The taxonomic groups that are differentially abundant between the NG and L-NAME-treated rats were identified using the linear discriminant analysis effect size (LEfSe) with α  =  0.05, LDA > 2 ( Figure 7E ). It was found out that 62 features had significantly different abundance between the NG and L-NAME-treated rats, these biomarkers accounted for 26.7% of taxonomic groups. At a genus level, gut microbiota of NG was differentially enriched with Firmicutes, Proteobacteria, Tenericutes, Actinobacteria, and Bacteroidetes, whereas the L-NAME-treated rats were differentially enriched with Firmicutes. In addition, at the generic level (LDA > 3.2), search was made for the significant differences between the NG and L-NAME-treated rats group. It was found out that Ruminococcaceae_UCG_014, Ruminococcus_1, Lachnospiraceae_NK4A136_group, Eubacterium_xylanophilum_group, unclassified_f_Ruminococceae, norank_o_Mollicutes_RF9, and Roseburia were highly enriched in the NG, while Romboutsia, Blautia, Allobaculum, and Coproccus were highly enriched in the L-NAME-treated hypertensive rats. Interestingly, it was also observed that Mollicutes was highly enriched in the NG, while Erysipelotrichia in the L-NAME-treated rats at the class level ( Figure 7E ).

The finding of our present study was that L-NAME could cause serum NO deficiency, liver microcirculation disorders, changes in liver lipid metabonomics, and microbiota dysbiosis, but it is not clear whether there are certain correlations between these changes. Therefore, we performed correlation analyses between the serum NO and intestinal bacteria, and the correlation between intestinal bacteria and liver injury tag, liver microcirculation and liver FA and TAG species, by Spearman’s correlation coefficient method.

The correlations between the relative abundance of the gut microbial community and important metabolic parameters associated with hypertension and liver injury were analyzed Spearman’s correlation coefficient heat map. At the genus level, Ruminococcaceae_UCG-014 and Lachnoclostridium exhibited significant positive correlations with serum NO and the liver gross microcirculation perfusion (FLUX) (P < 0.05, 0.01). The norank_o_Mollicutes_RF9 showed significant positive correlations with the liver FLUX (P < 0.05).
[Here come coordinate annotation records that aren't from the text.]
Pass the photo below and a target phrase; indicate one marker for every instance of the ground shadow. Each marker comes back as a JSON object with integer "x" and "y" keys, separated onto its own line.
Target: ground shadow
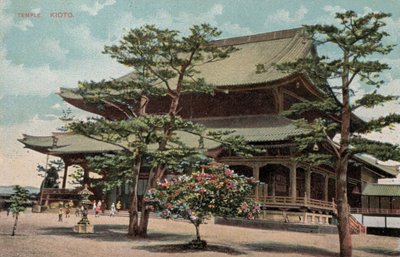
{"x": 289, "y": 248}
{"x": 378, "y": 251}
{"x": 183, "y": 248}
{"x": 112, "y": 232}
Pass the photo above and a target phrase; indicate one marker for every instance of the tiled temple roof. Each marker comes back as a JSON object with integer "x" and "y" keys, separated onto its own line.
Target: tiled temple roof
{"x": 240, "y": 69}
{"x": 381, "y": 190}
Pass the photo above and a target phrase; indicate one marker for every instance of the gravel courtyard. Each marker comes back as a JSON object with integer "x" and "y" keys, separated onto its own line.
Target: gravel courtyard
{"x": 42, "y": 235}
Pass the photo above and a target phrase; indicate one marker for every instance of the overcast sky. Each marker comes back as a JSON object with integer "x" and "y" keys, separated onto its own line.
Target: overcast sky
{"x": 61, "y": 41}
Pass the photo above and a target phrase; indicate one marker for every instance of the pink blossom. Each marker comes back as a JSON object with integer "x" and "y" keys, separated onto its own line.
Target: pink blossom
{"x": 228, "y": 172}
{"x": 250, "y": 216}
{"x": 244, "y": 206}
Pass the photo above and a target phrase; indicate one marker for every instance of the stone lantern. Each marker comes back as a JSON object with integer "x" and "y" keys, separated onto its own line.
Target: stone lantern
{"x": 84, "y": 225}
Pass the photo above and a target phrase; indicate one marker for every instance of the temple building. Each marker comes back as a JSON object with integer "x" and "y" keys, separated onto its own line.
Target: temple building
{"x": 250, "y": 97}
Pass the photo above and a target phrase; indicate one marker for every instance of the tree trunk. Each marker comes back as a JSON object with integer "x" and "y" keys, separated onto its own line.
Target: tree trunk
{"x": 343, "y": 210}
{"x": 197, "y": 226}
{"x": 145, "y": 214}
{"x": 133, "y": 228}
{"x": 15, "y": 224}
{"x": 341, "y": 168}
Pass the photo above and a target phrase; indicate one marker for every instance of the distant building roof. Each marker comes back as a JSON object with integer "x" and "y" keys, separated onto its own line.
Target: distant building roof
{"x": 381, "y": 190}
{"x": 392, "y": 170}
{"x": 263, "y": 128}
{"x": 66, "y": 143}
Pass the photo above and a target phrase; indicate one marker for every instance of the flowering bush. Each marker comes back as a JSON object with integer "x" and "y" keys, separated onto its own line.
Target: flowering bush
{"x": 197, "y": 197}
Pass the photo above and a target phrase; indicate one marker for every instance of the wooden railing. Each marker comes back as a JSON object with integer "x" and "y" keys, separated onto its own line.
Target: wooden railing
{"x": 376, "y": 211}
{"x": 298, "y": 202}
{"x": 356, "y": 227}
{"x": 57, "y": 194}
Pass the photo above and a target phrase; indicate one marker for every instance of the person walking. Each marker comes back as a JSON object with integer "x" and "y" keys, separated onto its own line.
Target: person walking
{"x": 112, "y": 210}
{"x": 67, "y": 211}
{"x": 103, "y": 207}
{"x": 97, "y": 211}
{"x": 118, "y": 206}
{"x": 60, "y": 213}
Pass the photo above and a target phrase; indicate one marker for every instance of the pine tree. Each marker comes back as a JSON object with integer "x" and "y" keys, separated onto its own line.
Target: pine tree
{"x": 358, "y": 41}
{"x": 19, "y": 200}
{"x": 164, "y": 65}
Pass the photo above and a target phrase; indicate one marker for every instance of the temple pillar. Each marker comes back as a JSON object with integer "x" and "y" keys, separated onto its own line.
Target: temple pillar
{"x": 293, "y": 177}
{"x": 65, "y": 175}
{"x": 256, "y": 176}
{"x": 307, "y": 186}
{"x": 256, "y": 171}
{"x": 326, "y": 188}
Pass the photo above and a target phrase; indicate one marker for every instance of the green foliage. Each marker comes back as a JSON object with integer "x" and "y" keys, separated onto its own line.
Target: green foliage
{"x": 381, "y": 122}
{"x": 50, "y": 174}
{"x": 19, "y": 199}
{"x": 357, "y": 39}
{"x": 197, "y": 197}
{"x": 163, "y": 62}
{"x": 382, "y": 151}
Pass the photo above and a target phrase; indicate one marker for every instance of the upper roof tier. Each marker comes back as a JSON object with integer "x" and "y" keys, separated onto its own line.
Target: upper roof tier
{"x": 252, "y": 64}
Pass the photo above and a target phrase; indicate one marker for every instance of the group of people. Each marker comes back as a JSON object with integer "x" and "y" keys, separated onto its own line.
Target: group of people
{"x": 101, "y": 206}
{"x": 98, "y": 207}
{"x": 65, "y": 209}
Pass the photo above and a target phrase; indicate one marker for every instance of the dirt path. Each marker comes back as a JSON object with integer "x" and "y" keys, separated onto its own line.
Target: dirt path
{"x": 42, "y": 235}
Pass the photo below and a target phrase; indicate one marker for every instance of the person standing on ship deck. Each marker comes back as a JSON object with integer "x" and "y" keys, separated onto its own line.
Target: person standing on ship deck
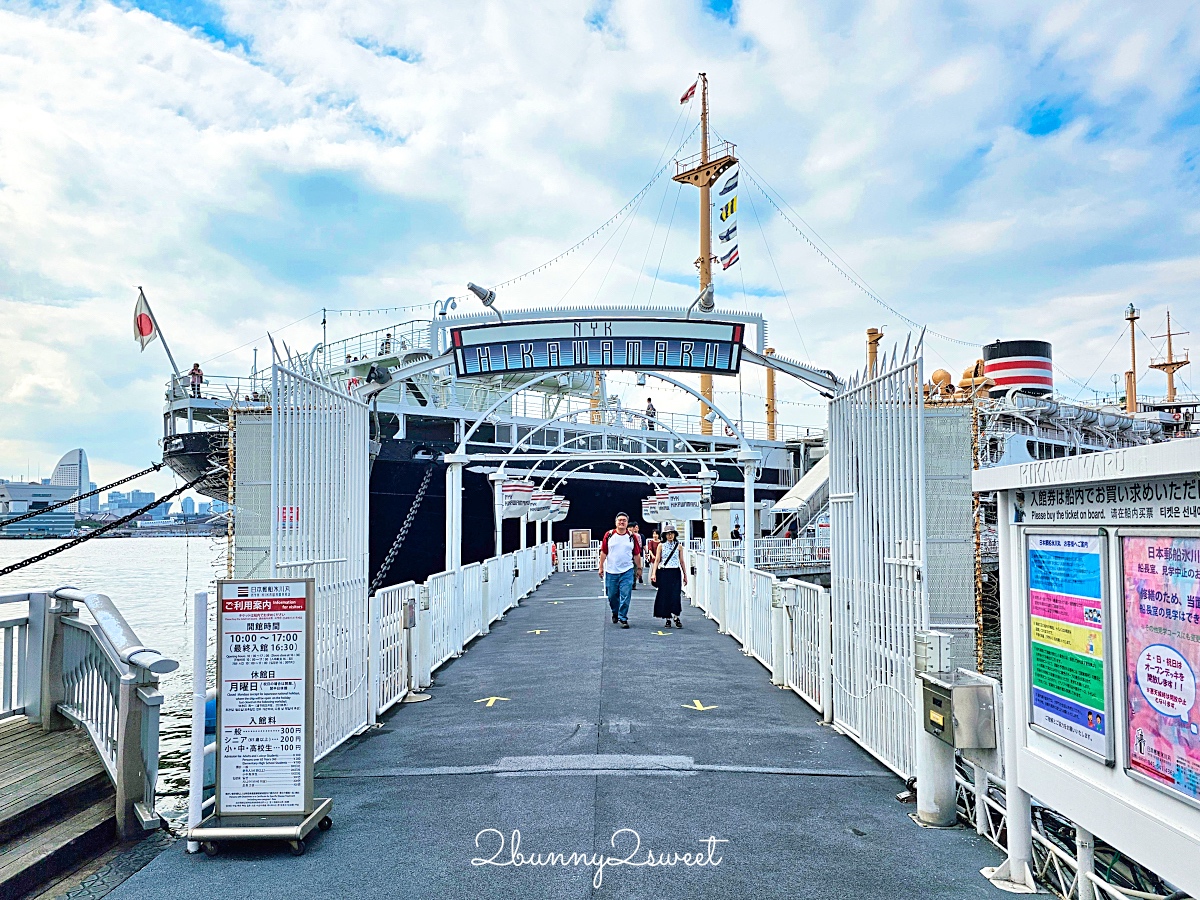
{"x": 621, "y": 553}
{"x": 670, "y": 575}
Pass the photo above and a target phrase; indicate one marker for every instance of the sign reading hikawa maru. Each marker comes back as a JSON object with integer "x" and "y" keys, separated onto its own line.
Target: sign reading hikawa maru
{"x": 664, "y": 345}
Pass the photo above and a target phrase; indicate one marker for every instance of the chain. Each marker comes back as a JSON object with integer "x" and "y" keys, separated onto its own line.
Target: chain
{"x": 154, "y": 467}
{"x": 403, "y": 531}
{"x": 100, "y": 531}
Blautia displayed the opposite trend with the liver FLUX (P < 0.05) ( Figure 8A ). We analyzed the relationship between the gut microbial community and liver TAG species at the genus level. Marvinbryantia, Turicibacter, Ruminococcaceae_UCG-008, Ruminococcaceae_NK4A214_group, and Romboutsia showed significant positive correlations with the liver total TAG, C52:3/C52:10, C52:4/C53:1, C52:2/C53:9, and C54:5/C55:12 (P < 0.05, 0.001), while [Ruminococcus]_gauvreauii_group, [Eubacterium]_xylanophilum_group, Lachnospiraceae_NK4A136_group, norank_f_Lachnospiraceae, unclassified_f_Lachnospiraceae, and Phascolarctobacterium had inverse correlations with them correspondingly ( Figure 8B ) (P < 0.05, 0.001).
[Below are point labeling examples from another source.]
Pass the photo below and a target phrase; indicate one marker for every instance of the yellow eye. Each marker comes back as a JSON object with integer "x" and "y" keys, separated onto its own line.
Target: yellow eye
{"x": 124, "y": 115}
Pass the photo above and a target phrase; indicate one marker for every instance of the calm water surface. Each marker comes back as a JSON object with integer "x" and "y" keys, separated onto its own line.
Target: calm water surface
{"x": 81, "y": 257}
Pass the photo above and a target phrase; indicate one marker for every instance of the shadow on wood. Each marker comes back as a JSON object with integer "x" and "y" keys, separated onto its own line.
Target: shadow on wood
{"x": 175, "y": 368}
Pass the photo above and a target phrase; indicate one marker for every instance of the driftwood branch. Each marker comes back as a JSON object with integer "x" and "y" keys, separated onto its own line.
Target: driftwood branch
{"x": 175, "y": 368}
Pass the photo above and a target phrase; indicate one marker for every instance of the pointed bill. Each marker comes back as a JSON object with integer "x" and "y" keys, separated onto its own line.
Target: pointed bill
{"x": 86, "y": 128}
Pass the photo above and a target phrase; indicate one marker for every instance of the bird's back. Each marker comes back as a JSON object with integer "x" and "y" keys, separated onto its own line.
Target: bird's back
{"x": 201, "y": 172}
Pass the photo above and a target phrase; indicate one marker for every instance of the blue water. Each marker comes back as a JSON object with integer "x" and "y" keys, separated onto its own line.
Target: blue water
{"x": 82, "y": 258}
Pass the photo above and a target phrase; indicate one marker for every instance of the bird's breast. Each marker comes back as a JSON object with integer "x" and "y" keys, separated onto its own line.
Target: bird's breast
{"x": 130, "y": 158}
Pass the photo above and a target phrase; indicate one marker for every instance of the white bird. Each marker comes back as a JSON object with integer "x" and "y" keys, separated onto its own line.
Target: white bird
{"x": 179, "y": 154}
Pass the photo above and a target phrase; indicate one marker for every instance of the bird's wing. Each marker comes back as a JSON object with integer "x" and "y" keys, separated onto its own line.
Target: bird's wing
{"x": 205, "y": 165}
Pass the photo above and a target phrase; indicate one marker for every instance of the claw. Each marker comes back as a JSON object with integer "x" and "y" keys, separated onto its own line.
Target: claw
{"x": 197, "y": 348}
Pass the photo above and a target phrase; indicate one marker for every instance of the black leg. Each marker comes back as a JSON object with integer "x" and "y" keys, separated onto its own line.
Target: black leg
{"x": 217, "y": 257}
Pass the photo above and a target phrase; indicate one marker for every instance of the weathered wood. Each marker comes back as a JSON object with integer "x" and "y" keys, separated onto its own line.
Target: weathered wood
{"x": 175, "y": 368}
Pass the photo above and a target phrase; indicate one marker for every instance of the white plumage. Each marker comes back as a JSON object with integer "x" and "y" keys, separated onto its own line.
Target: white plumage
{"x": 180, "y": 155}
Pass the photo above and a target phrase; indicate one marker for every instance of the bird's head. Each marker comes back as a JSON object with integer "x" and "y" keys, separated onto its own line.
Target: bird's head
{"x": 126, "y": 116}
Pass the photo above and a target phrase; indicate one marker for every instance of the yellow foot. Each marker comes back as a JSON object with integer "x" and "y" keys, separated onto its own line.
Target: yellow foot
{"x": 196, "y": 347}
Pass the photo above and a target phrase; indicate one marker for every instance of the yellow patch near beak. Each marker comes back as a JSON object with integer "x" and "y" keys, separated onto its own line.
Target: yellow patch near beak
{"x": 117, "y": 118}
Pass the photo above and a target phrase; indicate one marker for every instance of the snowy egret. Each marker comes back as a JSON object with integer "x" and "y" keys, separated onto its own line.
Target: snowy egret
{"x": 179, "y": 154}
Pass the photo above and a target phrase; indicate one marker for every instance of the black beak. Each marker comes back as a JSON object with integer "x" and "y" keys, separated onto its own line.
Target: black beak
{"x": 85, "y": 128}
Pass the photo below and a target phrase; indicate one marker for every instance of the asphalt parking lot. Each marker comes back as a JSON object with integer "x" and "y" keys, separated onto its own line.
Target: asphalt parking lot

Moreover, the relationship between the gut microbial community and liver FA species at the genus level displayed that Prevotellaceae_NK3B31_group, Blautia, Romboutsia, Turicibacter, Ruminococcaceae_UCG-008, Lactobacillus, and Marvinbryantia were significantly positive correlations with the total FA, C14:0, C16:0, C16:1, C18:0, C18:1, C18:2, C18:3, C20:1, and C21:1 ( Figure 8C ) (P < 0.05, 0.001), but Ruminococcaceae_UCG-014, unclassified_f_Ruminococcaceae, Lachnospiraceae_NK4A136_group, norank_f_Lachnospiraceae, [Eubacterium]_xylanophilum_group, unclassified_f_Lachnospiraceae, and [Ruminococcus]_gauvreauii_group inverse correlations with them correspondingly ( Figure 8C ) (P < 0.05, 0.001). It is suggested that the changes of gut microbiota may lead to the difference of liver lipid metabolism in the L-NAME-treated rats. Although there is no detailed study on how the gut microbiota affects the liver lipid metabolism, research has shown that the change of gut microbiota can affect liver fatty change, and probiotics could relieve liver lipid (Albillos et al., 2019).